Democratic Sentinel, Volume 9, Number 5, Rensselaer, Jasper County, 27 February 1885 — Age in a Woman. [ARTICLE]

Age in a Woman.

Age in a woman is a ticklish subject, and I have been talking with an expert about it—that is to say, a physician of heavy and long practice. I reminded him that we can judge of a horse's years by his mouth, and why couldn’t some rule be laid down, in a widely general way, as data to go on in estimating the age of a human being? “Do horses wear false teeth!” the man of medicine answered. “Do they dye their gray hairs, or putty up the wrinkles in their faces?

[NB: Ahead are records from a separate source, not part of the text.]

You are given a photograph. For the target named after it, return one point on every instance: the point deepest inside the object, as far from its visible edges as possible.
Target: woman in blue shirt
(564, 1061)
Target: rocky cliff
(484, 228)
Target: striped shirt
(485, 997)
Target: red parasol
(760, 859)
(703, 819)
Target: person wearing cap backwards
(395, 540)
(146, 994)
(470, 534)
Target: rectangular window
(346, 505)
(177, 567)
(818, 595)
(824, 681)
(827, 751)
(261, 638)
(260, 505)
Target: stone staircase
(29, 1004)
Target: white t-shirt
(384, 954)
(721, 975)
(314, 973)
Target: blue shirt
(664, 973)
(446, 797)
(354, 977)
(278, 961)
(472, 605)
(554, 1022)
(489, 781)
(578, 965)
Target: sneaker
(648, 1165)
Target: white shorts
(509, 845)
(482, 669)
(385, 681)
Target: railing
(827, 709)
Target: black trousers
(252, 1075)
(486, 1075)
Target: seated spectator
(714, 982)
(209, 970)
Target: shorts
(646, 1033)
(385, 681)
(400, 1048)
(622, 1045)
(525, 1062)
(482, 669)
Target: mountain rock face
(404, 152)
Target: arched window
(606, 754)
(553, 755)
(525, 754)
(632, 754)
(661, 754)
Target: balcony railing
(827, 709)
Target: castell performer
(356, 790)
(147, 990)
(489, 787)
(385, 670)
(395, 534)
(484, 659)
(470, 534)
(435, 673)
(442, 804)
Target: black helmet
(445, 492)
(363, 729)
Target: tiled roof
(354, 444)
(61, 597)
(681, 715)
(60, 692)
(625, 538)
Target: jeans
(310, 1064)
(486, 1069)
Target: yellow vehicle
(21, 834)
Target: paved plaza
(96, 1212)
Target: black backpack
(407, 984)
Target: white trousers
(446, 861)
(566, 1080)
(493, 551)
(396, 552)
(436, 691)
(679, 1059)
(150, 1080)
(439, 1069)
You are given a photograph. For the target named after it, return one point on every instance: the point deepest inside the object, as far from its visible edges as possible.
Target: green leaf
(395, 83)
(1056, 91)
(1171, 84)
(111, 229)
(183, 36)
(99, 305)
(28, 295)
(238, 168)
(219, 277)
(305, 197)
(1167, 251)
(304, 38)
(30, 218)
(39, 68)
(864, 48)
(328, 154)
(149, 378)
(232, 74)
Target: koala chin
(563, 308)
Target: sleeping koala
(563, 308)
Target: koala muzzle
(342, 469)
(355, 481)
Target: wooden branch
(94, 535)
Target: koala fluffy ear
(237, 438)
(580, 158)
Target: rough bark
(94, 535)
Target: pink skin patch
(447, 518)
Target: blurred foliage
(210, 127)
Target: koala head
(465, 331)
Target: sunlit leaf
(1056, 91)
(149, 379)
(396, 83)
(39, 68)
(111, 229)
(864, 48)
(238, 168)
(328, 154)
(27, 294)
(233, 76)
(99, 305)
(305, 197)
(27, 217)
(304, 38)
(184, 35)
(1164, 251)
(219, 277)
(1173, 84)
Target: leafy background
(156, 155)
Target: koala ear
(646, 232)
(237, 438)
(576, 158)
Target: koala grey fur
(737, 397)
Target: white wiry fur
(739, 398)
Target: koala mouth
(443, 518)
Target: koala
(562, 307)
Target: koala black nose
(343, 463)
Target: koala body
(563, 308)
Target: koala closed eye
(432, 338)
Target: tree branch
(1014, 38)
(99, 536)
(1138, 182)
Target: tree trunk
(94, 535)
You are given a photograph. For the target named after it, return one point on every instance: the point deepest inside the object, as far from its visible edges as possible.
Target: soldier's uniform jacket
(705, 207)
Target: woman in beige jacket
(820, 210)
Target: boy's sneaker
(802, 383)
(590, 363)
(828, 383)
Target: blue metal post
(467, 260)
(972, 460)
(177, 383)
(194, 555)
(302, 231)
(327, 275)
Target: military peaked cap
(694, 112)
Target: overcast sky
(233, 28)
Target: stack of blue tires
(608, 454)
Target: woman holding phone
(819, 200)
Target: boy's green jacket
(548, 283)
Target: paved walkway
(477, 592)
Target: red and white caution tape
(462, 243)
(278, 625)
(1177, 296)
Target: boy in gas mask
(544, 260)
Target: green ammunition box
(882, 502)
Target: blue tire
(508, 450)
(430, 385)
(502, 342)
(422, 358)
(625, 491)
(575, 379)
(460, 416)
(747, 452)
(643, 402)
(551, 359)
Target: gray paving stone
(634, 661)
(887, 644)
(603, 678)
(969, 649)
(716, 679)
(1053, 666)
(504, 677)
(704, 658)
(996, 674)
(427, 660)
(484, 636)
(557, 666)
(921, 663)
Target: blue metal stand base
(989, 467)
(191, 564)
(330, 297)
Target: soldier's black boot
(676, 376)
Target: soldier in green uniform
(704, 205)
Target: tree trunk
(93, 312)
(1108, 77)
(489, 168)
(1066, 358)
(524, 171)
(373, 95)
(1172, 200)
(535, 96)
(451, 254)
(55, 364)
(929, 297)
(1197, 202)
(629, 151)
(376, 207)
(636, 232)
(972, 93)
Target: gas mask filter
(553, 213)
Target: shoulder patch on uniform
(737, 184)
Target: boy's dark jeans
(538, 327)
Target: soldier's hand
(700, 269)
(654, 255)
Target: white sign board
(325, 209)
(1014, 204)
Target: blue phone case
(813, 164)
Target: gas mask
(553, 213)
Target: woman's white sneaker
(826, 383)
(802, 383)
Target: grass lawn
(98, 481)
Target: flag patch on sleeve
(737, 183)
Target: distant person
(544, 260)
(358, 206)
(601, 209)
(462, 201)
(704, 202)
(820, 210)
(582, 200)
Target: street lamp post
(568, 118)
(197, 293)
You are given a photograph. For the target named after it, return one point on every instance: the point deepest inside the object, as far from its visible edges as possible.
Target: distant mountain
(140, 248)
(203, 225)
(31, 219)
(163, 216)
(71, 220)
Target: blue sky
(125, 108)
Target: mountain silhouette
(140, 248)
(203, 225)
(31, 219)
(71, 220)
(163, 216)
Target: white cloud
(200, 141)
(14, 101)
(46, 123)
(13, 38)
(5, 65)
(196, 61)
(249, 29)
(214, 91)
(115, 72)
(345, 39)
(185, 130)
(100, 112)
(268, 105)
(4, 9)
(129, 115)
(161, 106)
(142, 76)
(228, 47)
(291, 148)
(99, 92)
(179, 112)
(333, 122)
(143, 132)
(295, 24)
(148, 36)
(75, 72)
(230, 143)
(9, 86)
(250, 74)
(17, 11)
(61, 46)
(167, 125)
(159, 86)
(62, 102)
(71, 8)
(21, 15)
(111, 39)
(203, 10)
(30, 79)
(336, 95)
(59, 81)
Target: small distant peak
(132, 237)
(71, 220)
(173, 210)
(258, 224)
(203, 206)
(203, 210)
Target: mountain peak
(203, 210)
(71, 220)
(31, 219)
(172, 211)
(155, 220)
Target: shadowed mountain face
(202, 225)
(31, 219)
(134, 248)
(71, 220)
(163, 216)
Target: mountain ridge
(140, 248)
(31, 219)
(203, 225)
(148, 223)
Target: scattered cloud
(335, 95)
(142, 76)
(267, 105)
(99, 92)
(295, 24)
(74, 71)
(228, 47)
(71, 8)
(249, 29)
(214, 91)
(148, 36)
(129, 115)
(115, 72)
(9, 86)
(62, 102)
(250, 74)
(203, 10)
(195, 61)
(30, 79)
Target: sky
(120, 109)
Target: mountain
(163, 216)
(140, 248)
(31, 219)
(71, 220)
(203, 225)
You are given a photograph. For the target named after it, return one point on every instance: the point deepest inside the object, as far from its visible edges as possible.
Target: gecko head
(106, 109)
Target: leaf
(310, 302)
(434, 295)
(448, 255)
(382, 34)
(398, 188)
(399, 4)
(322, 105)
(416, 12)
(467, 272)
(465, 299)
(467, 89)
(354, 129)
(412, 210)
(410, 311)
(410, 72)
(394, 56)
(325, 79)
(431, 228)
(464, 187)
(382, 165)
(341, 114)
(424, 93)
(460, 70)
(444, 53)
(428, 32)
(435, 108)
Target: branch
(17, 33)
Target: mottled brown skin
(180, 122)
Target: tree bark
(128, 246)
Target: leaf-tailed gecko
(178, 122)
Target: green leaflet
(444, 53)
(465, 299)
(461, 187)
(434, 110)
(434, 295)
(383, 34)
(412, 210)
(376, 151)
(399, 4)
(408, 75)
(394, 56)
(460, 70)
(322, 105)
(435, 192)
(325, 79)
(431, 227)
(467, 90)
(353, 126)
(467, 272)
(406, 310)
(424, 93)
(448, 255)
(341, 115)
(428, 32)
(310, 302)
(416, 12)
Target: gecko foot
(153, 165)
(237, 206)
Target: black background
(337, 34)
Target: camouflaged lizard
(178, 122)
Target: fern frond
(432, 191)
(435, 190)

Seriously, there is nobody so expert as to learn the age of a woman with anywhere near exactitude by physical observation. The uncertainty isn’t altogether due to deceptive practices, either, but to the widely varying effect of time in individuals. As a rule, brunettes look older than blondes at a corresponding age. As to the plumpness and the lack of it, fat may be said to increase the apparent age of a girl under 25, and to lessen it in a woman over that; and the reason is that slenderness is girlish as long as it does not produce wrinkles, while rotundity keeps the skin taut and smooth. “But these are mere generalities. In no gathering of women strangers to you could you guess the ages within five years on the average, and in half the instances you would be ten years out of the way. I know a woman of 35 with a son of 18, and when out together they are commonly mistaken for brother and sister. Popular ideas as to the ages of actresses is extravagantly erroneous. I could name several whom I know to be tremendously outraged by overestimates. Heal th is the only preserver of juvenility. Cosmetics, without exception, are injurious finally, if not at once. The skin is deadened by unguents and powders that fill the pores. But on the whole a woman can’t greatly alter her countenance as to its showing of her age, whether the exhibit be true or false.”— New York Cor. Chicago Herald.